Thursday, October 11, 2012

Circular Breathing

I have been taking a new class and this new experience has taught me a few things about myself. Although I have allowed myself to calm down a bit, it is usually on my own terms. Learning to be comfortable, calm, and relaxed in new situations feels like a new test, one that I am embracing wholeheartedly. The first big test for me is what the teacher calls circular breathing. This is basically breathing normally, but taking out the natural short pauses after the inhale and after the exhale. So the practitioner is always either inhaling or exhaling - no breaks.

At first, this breathing technique made me a bit panicky. I always dive deeply into the pause, finding comfort and quiet in the pause. I don't necessarily hold the pause for any longer, but I like the silence and quiet that comes in the pause. (try it sometime!!) So when the teacher said that this type of breath was relaxing, I was shocked. Relaxing? I feel panicked!
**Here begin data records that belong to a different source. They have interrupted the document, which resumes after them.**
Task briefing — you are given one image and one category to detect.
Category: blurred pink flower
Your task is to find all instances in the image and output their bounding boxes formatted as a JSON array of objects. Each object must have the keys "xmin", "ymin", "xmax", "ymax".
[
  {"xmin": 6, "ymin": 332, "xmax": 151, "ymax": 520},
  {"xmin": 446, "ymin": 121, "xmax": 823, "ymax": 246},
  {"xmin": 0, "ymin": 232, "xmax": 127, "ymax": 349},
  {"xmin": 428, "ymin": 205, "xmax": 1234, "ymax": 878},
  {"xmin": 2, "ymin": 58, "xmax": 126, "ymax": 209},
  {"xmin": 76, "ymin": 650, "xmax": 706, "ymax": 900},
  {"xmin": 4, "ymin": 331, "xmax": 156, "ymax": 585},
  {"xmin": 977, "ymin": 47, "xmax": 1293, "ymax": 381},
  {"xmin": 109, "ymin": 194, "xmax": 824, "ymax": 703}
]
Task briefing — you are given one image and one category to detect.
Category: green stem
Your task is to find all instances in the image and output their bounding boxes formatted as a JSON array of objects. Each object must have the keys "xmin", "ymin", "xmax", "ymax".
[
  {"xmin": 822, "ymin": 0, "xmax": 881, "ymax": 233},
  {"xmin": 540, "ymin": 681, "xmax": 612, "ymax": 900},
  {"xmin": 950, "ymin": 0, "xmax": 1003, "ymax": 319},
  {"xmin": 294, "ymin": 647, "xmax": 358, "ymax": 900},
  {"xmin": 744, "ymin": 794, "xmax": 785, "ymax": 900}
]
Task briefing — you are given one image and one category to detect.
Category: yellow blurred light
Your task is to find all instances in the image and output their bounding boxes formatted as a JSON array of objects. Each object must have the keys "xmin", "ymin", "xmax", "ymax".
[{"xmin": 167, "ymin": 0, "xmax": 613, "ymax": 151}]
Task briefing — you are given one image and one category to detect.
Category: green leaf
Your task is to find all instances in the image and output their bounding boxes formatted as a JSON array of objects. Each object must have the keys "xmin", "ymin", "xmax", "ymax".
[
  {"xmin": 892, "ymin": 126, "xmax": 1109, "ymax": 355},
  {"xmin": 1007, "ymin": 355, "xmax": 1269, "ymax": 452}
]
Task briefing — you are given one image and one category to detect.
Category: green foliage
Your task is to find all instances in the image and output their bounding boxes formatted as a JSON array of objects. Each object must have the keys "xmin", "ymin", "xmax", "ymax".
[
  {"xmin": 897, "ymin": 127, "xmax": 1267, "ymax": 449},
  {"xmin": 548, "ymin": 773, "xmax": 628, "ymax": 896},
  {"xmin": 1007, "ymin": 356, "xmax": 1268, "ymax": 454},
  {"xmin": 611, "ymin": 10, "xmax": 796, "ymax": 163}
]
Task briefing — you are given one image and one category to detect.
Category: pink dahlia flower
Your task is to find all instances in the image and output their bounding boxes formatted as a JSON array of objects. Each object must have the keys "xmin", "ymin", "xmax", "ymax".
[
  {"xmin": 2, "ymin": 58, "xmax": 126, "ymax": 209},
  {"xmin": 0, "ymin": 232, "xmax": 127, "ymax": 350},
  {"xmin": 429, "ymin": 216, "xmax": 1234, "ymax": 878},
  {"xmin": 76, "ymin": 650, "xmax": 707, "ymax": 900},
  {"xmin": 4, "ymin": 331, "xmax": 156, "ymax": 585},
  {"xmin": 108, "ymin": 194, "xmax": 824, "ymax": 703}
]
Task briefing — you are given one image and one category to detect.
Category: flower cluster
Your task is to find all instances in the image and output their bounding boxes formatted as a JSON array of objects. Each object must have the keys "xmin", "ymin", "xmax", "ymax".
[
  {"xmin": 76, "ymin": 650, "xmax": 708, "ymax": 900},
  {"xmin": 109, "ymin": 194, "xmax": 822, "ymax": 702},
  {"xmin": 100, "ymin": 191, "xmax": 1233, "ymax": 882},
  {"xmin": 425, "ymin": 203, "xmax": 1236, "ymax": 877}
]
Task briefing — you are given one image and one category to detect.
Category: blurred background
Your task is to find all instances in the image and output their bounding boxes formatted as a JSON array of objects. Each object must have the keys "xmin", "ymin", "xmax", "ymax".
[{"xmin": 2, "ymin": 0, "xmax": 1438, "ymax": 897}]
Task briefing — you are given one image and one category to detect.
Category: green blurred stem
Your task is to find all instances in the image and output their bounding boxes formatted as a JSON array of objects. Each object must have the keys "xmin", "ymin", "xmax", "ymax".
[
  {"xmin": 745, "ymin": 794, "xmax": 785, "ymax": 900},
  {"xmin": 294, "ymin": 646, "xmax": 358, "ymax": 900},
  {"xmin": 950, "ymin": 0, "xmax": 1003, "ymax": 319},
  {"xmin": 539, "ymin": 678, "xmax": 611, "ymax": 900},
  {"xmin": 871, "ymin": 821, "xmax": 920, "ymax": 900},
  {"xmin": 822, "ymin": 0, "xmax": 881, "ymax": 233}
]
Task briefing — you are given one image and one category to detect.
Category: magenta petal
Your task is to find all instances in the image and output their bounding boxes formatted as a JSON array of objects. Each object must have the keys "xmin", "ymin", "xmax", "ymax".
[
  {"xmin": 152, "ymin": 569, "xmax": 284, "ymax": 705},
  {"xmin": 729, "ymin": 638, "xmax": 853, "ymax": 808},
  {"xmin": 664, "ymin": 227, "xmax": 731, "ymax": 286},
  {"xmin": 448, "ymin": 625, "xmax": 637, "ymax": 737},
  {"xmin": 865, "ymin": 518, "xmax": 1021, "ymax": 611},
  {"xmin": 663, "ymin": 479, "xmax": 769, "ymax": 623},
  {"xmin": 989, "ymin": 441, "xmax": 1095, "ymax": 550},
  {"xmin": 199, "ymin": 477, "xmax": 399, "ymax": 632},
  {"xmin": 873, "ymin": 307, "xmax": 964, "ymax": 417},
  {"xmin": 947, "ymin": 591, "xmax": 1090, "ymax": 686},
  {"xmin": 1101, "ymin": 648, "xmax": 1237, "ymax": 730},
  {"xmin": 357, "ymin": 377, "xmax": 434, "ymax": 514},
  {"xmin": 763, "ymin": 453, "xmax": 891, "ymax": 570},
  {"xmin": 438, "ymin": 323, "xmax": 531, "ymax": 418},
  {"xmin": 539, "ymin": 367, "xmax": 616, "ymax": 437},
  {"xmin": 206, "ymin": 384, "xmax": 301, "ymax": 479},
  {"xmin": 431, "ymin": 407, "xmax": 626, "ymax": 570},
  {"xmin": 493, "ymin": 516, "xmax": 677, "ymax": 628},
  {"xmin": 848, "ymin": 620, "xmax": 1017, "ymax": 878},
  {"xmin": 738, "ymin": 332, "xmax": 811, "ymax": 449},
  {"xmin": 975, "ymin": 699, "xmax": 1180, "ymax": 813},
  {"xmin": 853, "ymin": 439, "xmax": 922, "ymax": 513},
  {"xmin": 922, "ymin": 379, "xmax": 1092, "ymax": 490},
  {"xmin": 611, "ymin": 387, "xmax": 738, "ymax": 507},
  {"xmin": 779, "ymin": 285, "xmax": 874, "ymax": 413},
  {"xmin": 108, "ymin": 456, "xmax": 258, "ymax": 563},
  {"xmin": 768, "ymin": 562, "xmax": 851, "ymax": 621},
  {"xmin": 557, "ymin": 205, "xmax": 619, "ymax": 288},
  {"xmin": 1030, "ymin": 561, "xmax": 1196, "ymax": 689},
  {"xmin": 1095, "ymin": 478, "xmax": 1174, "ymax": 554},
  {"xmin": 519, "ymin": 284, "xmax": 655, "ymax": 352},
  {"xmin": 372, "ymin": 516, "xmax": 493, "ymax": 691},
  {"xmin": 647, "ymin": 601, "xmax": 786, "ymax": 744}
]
Then I asked myself, "is the technique making me panic, or am I making me panic?" That is when a door opened up. I started to observe myself. What was causing these emotions? Is there something I am doing that is making me feel this way? Is there something else going on?

Well, after some observation, I realized what I was looking for. Because I took out the pause after the inhale, I was rushing to get to the exhale, causing me to speed up the exhale. And also speeding up the inhale after my exhale. My heart was then beating a bit faster, making my body curious about what was going on. My breath was making my subconscious think there was something wrong. It went into panic on its own - as it traditionally would in such a situation.

It just goes to show that Pranayama is a very conscious practice. We have to always ask questions of our self - pinpoint what we are feeling and why. And also allow ourselves to stay with that feeling to understand what and why. My first response was to blame and judge the technique, when in fact it was me that I needed to look at.